# Analyse publications on Gephi

Data : all publications with a mention of Gephi somewhere

In [1]:
import pandas as pd
data = pd.read_csv("../Data/scopus_all.csv")
data.columns

## What are the software used with Gephi

Filter articles with Gephi in the abstract

In [11]:
f = data["Abstract"].str.lower().str.contains("gephi")
df_sub = data[f]
df_sub.shape

Use of Gliner to extract software mentions

In [17]:
from gliner import GLiNER

model = GLiNER.from_pretrained("urchade/gliner_large-v2.1")

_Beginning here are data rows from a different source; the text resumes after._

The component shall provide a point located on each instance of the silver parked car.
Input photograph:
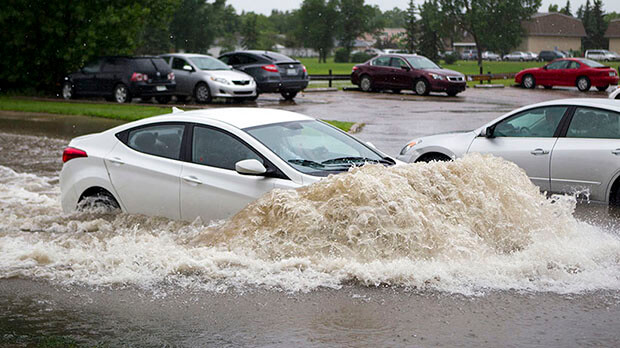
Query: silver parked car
(564, 146)
(204, 77)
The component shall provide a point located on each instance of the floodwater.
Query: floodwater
(422, 255)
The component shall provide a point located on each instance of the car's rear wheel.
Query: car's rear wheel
(583, 83)
(202, 93)
(67, 91)
(163, 99)
(366, 83)
(421, 87)
(121, 94)
(528, 81)
(289, 95)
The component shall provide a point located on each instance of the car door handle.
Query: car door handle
(192, 180)
(537, 152)
(116, 161)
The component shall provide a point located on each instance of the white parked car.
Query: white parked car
(564, 146)
(207, 163)
(204, 77)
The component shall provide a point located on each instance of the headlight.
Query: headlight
(220, 80)
(437, 77)
(409, 146)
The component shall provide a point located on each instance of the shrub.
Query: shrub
(360, 57)
(341, 56)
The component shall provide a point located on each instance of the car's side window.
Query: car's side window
(538, 122)
(594, 123)
(218, 149)
(160, 140)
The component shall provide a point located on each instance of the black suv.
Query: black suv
(547, 56)
(122, 78)
(273, 72)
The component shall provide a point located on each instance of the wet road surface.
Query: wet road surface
(353, 315)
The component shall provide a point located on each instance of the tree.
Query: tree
(410, 27)
(494, 24)
(318, 19)
(430, 23)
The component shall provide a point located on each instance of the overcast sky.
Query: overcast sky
(265, 6)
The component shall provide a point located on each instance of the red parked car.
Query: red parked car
(580, 72)
(406, 71)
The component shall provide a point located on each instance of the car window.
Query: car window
(178, 63)
(399, 63)
(218, 149)
(93, 67)
(160, 140)
(539, 122)
(381, 61)
(594, 123)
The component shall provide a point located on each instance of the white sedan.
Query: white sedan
(564, 146)
(205, 163)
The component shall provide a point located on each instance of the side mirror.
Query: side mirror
(250, 167)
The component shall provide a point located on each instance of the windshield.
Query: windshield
(315, 148)
(209, 63)
(422, 63)
(591, 63)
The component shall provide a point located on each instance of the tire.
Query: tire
(121, 94)
(202, 93)
(421, 87)
(163, 99)
(583, 83)
(68, 91)
(366, 83)
(528, 81)
(288, 95)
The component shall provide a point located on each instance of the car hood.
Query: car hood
(228, 74)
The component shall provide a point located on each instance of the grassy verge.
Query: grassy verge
(107, 110)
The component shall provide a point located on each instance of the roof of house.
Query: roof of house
(553, 24)
(613, 30)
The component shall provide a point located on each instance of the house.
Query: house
(613, 34)
(552, 31)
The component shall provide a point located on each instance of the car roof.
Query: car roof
(236, 117)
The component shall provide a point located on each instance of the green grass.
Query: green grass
(465, 67)
(116, 111)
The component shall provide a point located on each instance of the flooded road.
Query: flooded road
(502, 273)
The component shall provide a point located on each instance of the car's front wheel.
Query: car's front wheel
(421, 87)
(528, 81)
(67, 91)
(583, 84)
(202, 93)
(121, 94)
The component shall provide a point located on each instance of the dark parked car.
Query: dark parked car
(547, 56)
(122, 78)
(406, 71)
(273, 72)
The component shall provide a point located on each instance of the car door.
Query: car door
(210, 186)
(588, 156)
(145, 167)
(183, 76)
(527, 139)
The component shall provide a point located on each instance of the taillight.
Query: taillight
(270, 68)
(71, 153)
(139, 77)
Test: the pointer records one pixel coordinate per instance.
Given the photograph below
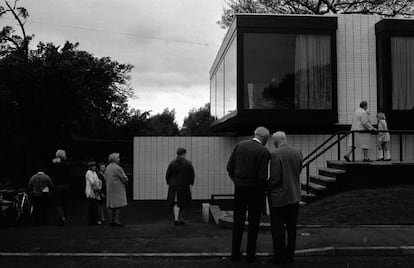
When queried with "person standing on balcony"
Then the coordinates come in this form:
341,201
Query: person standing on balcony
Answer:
360,121
284,195
248,169
180,177
383,139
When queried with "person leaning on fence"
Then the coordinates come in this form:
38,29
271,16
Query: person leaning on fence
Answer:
383,139
40,189
179,176
93,187
116,182
284,194
360,121
60,178
248,169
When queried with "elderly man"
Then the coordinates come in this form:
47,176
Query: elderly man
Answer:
248,168
284,196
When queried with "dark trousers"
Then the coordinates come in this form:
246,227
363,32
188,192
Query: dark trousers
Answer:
246,199
93,211
283,221
40,207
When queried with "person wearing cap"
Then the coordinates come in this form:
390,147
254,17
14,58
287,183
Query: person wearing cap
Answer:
60,174
116,182
248,169
40,190
92,188
179,176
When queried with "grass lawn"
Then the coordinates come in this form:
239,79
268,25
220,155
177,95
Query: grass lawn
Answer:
391,205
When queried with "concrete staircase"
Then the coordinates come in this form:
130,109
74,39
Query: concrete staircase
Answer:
324,183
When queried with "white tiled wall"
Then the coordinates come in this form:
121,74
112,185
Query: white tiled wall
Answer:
208,154
356,63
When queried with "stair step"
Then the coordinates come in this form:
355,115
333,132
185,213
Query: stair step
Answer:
315,186
331,172
323,180
308,198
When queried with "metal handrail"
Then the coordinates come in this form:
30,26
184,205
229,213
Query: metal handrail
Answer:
319,147
337,142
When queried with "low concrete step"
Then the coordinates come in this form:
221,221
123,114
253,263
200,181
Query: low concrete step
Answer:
322,180
337,164
314,187
331,172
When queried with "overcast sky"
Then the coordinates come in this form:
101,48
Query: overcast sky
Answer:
171,43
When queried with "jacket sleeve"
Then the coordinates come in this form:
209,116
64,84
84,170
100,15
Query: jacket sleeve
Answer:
275,171
263,166
168,174
230,163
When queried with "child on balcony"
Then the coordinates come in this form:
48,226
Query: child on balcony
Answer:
383,139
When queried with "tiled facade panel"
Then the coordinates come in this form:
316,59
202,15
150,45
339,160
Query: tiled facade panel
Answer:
208,154
356,65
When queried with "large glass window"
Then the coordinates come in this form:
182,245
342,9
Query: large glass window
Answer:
213,96
220,91
287,71
230,78
402,69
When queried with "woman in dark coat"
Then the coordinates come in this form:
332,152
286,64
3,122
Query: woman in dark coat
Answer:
180,175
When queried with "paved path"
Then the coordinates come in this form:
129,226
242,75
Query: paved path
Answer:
195,237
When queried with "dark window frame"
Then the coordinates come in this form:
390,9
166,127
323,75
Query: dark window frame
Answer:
297,120
385,30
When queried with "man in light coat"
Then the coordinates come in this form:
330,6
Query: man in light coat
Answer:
284,196
248,169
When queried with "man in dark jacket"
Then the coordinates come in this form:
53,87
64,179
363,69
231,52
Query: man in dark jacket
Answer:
284,197
179,176
40,189
248,168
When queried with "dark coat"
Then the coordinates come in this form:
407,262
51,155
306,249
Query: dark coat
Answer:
284,181
248,164
179,176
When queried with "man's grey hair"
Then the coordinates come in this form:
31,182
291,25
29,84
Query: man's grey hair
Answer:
113,157
262,132
280,137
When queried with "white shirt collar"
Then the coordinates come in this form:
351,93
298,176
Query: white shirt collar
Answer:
256,139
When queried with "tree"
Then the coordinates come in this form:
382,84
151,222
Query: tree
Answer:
198,122
55,95
163,124
388,8
9,40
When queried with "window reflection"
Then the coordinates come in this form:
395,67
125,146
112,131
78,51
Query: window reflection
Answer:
230,74
287,71
220,91
402,69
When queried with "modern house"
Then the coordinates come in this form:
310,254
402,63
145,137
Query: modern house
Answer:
305,75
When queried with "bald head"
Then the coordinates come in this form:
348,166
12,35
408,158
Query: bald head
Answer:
279,138
262,134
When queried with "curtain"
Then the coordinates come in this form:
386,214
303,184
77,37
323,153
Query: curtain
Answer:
402,69
313,81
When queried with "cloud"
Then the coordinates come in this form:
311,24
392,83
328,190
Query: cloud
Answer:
171,43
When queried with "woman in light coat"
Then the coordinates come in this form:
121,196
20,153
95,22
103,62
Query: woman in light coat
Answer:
360,121
92,191
116,181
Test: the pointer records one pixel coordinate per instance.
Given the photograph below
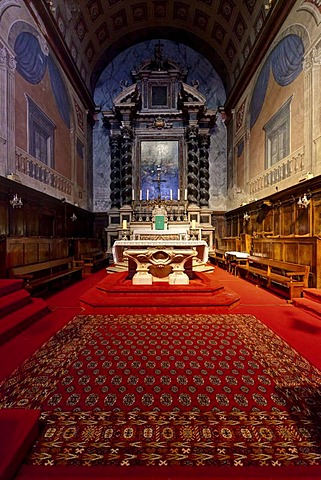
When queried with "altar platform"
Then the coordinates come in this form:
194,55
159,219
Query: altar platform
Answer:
117,293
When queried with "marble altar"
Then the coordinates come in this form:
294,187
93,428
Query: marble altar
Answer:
160,260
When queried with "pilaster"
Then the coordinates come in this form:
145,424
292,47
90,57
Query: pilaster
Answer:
7,111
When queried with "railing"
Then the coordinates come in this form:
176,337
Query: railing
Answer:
33,168
288,167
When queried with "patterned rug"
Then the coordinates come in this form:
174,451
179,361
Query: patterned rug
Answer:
170,390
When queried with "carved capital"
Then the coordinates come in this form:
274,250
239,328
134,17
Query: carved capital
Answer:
6,58
313,58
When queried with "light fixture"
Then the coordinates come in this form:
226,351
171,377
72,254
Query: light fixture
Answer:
304,201
16,202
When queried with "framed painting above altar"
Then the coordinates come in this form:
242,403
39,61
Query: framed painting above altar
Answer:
159,169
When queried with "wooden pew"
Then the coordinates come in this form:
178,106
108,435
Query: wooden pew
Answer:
94,260
218,257
284,277
39,276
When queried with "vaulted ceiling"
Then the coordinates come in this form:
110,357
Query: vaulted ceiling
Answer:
231,34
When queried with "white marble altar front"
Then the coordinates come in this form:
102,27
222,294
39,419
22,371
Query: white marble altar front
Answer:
160,260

def split_text(text, chunck=300):
    chuncks = [text[i:i + chunck] for i in range(0, len(text), chunck)]
    return chuncks

def get_softwares(text):
    chucks = split_text(text)
    total = []
    for c in chucks:
        total += [i["text"].lower().strip() for i in model.predict_entities(c, labels=["Software"])]
    return list(set(total))



In [41]:
get_softwares(data[f]["Abstract"].iloc[1])

['spss', 'exc', 'gephi']

In [42]:
df_sub["softwares"] = df_sub["Abstract"].apply(get_softwares)
df_sub.to_csv("scopus_gephi_softwaredetect.csv")

A value is trying to be set on a copy of a slice from a DataFrame.
Try using .loc[row_indexer,col_indexer] = value instead

See the caveats in the documentation: https://pandas.pydata.org/pandas-docs/stable/user_guide/indexing.html#returning-a-view-versus-a-copy
  df_sub["softwares"] = df_sub["Abstract"].apply(get_softwares)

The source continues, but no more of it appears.